In recent years Hollywood has been responsible for some scene for scene remakes of foreign language films and up until now I haven’t been a fan of these. I’ve always just thought people should watch the original movies and I say the same here. In this case though I wish Lee had made his film as a scene for scene remake. The changes to the plot that have been made rarely if ever improve upon the original and sometimes drastically reduce the impact of certain plot points. There is also a change to the film’s ending which lacks the power and awe of the original. Throughout, everything is toned down in its vibrancy, gore and style. It feels like Lee has been given a basic paint by numbers Oldboy kit which he has pieced together competently. It works fine but compared to the picture on the box it lacks colour. It’s a cheap plastic copy of a gold plated original.
The question I keep asking myself is why? There appears to be two answers. The first is money and the second is stupidity. The studios behind this film saw a chance to make money on a seemingly safe bet. The film wouldn’t cost too much and has enough of a fan base already that it’s bound to break even. Unfortunately for them it has at time of writing made just 1/15th of its budget back and looks to be heading towards massive commercial failure. With financial gain out of the way, the second reason is to bring the story to a new audience.
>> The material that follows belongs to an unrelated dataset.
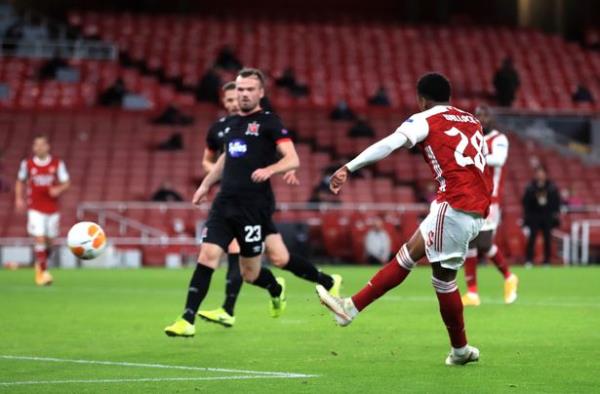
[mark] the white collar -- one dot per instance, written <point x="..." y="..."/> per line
<point x="42" y="162"/>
Park Chan-wook’s Oldboy is a ten year old film which looks fantastic a decade on. It’s often on television (in the UK at least) and is available for just a few Pounds online or on the high street. The only reason that someone who wanted to see it, wouldn’t have is because they didn’t want to read subtitles. Well they got the film they deserve. They got a film which strips away the passion and awe of the original and gave them the bland, cardboard, TV dinner of a movie.
At this point I feel as though I need to stop ranting and get back to the movie. The direction isn’t bad in places and is sometimes quite interesting. There’s a nice scene early on in which Brolin appears to have a camera strapped to his back as he stumbles drunkenly around. There are also quite a few nice sweeps, tracks and pans which bring the camera to rest via interesting positions. I also thought that Elizabeth Olsen gave an excellent performance and that Josh Brolin was fine. Unfortunately that’s about where my plaudits for the movie end. As I’ve mentioned, Sharlto Copley puts in one of the strangest, most out of place performances I’ve seen and the usually towering presence of Samuel L. Jackson is reduced to a couple of also ran scenes. The corridor scene, so iconic in Park’s film is recreated here on several horizonal levels and from different angles but feels tame and overly choreographed. In the original the choreography was naturalistic and flowing whereas here it feels as though everyone is over thinking the next step. It also lacks blood and gore and small sections look sped up which gives the whole fight an unnatural, computerised appearance.
On the whole despite one or two nice flourishes and a plot which still impresses, Spike Lee’s Oldboy is a huge disappointment. It lacks panache and vibrancy but also fails to reach the dark depths of the original and skirts around the edges of danger, seemingly afraid to jump in and get itself messy. Despite occasional violence it feels like a caged lion, something with the potential to cause havoc but too constrained to do so.